Culture Vulture: Dead Elvis Lives

The Chamber Orchestra of Boston’s final concert of the season reaffirmed the city’s high level of musicianship.

Reviewed By Helen Epstein

Chamber Orchestra of Boston conductor David

Chamber Orchestra of Boston conductor David Feltner

Although it is a popular and engaging staple of the concert hall, the fully staged version of Igor Stravinsky’s L’Histoire du soldat or The Soldier’s Tale is one of the least performed in the classical repertoire. Written while the composer took refuge in Switzerland during the First World War—after Firebird, Petrushka, and The Rite of Spring—and when money and musical resources were in short supply, Stravinsky was thinking small and scored it for one violin, one bass, one clarinet, one bassoon, one trumpet, one trombone, and one percussionist (a scoring that makes it a perennial favorite of conservatory students).

Nonetheless, he specified that it be “read, played, and danced,” thus requiring at the very least one actor and one dancer. Inspired by Russian folktales, written by a Swiss novelist, and translated by a British librettist, the story is a mishmash of a Faustian bargain spliced with fairy tale: the Devil gets the soldier’s fiddle with the offer of a magic book that will bring him all the wealth in the world; the soldier cures a sick Princess; the Devil gets him in the end. Also there’s the soldier’s old mother.

The Chamber Orchestra of Boston (COB) asked Paula Plum to collapse the roles of narrator, actor, and dancer into one—a challenge for the most versatile performer and one that showcased the problematic nature of the work as a theater piece.

The music, rhythmically intricate, referencing and taking off on hallowed musical forms such as a Bach chorale and American ragtime, was performed expertly by the members of the COB. Unfortunately, the ingenuity of the music is not matched by the text. It has no doubt dated badly and needs editing for a contemporary audience and a consistent English-language style.

Ms. Plum chose a heroic, overblown style of narration that made her storytelling as well as portrayal of the soldier, the Devil, and the Princess confusing for the audience. Sometimes she sounded like a librarian reading a Dr. Seuss book to small children; other times she sounded like a hapless actor trapped by a script that required her to enunciate over the music such incongruous bits of dialogue as “Good-bye old chap!” “Howdy!” “Adios,” and “Later.”

Whatever Stravinsky was thinking when he got together with Swiss novelist C. F. Ramuz got lost in translation. This is a piece waiting for some innovative stage director to take a good look, clean-up it up, and bring it into the 21st century.

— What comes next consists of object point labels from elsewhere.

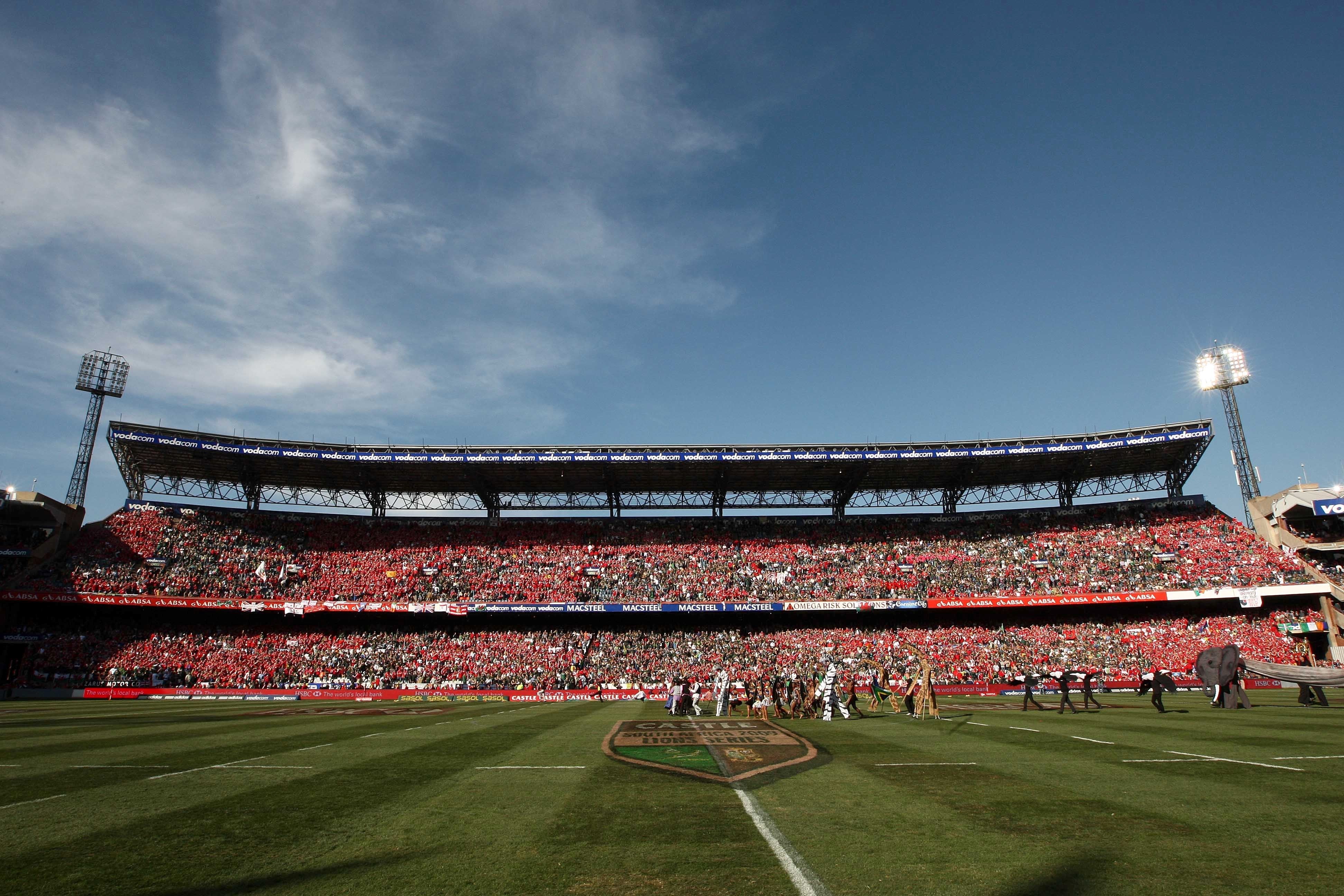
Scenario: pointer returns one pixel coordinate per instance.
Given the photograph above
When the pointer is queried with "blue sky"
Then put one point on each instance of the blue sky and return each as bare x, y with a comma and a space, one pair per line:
554, 224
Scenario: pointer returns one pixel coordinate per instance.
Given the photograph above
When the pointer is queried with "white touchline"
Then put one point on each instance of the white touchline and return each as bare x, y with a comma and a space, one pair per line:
804, 879
261, 766
495, 767
1307, 757
187, 772
26, 802
1240, 762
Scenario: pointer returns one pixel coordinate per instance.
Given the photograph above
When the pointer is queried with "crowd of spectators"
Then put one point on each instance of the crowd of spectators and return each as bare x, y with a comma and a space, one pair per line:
24, 536
273, 657
232, 554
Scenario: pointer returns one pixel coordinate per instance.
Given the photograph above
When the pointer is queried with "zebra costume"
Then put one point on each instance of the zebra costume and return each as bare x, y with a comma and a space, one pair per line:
722, 694
830, 694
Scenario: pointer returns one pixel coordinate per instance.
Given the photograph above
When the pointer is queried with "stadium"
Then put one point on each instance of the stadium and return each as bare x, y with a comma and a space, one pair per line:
651, 449
287, 640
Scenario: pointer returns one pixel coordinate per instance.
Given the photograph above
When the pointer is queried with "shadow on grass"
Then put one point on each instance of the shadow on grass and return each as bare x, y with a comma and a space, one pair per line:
1070, 879
264, 882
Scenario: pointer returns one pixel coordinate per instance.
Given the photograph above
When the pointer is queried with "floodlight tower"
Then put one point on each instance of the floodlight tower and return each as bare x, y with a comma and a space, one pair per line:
101, 374
1224, 368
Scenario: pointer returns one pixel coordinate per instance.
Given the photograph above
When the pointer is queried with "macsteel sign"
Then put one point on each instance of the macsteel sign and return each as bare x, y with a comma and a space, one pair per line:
303, 608
392, 456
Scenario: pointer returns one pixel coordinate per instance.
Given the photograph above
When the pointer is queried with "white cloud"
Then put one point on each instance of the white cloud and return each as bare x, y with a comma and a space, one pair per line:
390, 200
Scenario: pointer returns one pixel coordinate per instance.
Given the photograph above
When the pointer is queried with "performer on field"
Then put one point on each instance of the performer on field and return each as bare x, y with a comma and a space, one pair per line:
1027, 682
1088, 690
1158, 680
908, 684
721, 694
878, 690
830, 694
1062, 678
852, 699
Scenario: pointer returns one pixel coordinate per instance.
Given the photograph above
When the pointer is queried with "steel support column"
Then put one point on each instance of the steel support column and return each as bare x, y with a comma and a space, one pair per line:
1247, 477
951, 497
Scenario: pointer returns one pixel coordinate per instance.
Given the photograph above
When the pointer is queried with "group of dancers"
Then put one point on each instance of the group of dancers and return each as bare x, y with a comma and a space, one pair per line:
822, 692
828, 690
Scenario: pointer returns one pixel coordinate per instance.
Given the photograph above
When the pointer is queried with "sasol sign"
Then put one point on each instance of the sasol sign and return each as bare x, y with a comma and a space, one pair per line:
1330, 507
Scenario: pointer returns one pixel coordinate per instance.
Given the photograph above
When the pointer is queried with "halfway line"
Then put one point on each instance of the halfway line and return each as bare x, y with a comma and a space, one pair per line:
1240, 762
488, 767
1308, 757
882, 765
261, 766
804, 879
187, 772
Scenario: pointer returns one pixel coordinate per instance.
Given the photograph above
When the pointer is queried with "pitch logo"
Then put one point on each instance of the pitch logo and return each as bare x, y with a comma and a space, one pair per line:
724, 752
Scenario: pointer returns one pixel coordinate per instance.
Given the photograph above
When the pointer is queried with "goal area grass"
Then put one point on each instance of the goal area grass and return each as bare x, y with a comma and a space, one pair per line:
177, 799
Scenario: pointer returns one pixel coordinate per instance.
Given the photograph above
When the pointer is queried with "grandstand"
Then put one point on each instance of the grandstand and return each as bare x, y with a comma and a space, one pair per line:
253, 472
1173, 563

The second piece in the program (scored for exactly the same ensemble minus the narrator) was Michael Daugherty’s Dead Elvis, a short piece written in 1993. In the place of the narrator stands the bassoonist, dressed as Elvis, complete with shades and toupee, his large phallic instrument making pelvic contortions unnecessary to make his point.

Although the program note by the composer cites the Faustian bargain Elvis made by selling out to Las Vegas and the question of the rock star’s death as embodied by the work, I found the piece fun, the bassoon an eccentric musical choice for Elvis, and the performance leaving me once again amazed at the high quality of musicianship in Boston.


The new edition of Helen Epstein’s Music Talks is available online and at music outlets like the shop at Symphony Hall in Boston. She is also the author of Joe Papp. Order these books through the link below to Amazon and The Arts Fuse receives a (small) percentage of the sale.


  1. Ken Bader on April 29, 2010 at 11:53 am

    Your review made me think about how sad it is that Elvis is so often used as shorthand for decadence and artistic lethargy. For one thing, his Vegas period was only a sliver of his musical life. What a shame that artists don’t find more inspiration in the pre-Vegas Elvis than in his period of decline. For another, Elvis was actually at the peak of his vocal and performing powers during the first few years he appeared in Las Vegas. The conflation of those performances with the embarrassing ones of his later years is another unfortunate oversimplification.

    When the other great popular singers of the 20th century are referenced — Frank Sinatra, Billie Holiday, Ray Charles, Ella Fitzgerald, and so on — it’s generally for their brilliance rather than their decline. Elvis deserves no less.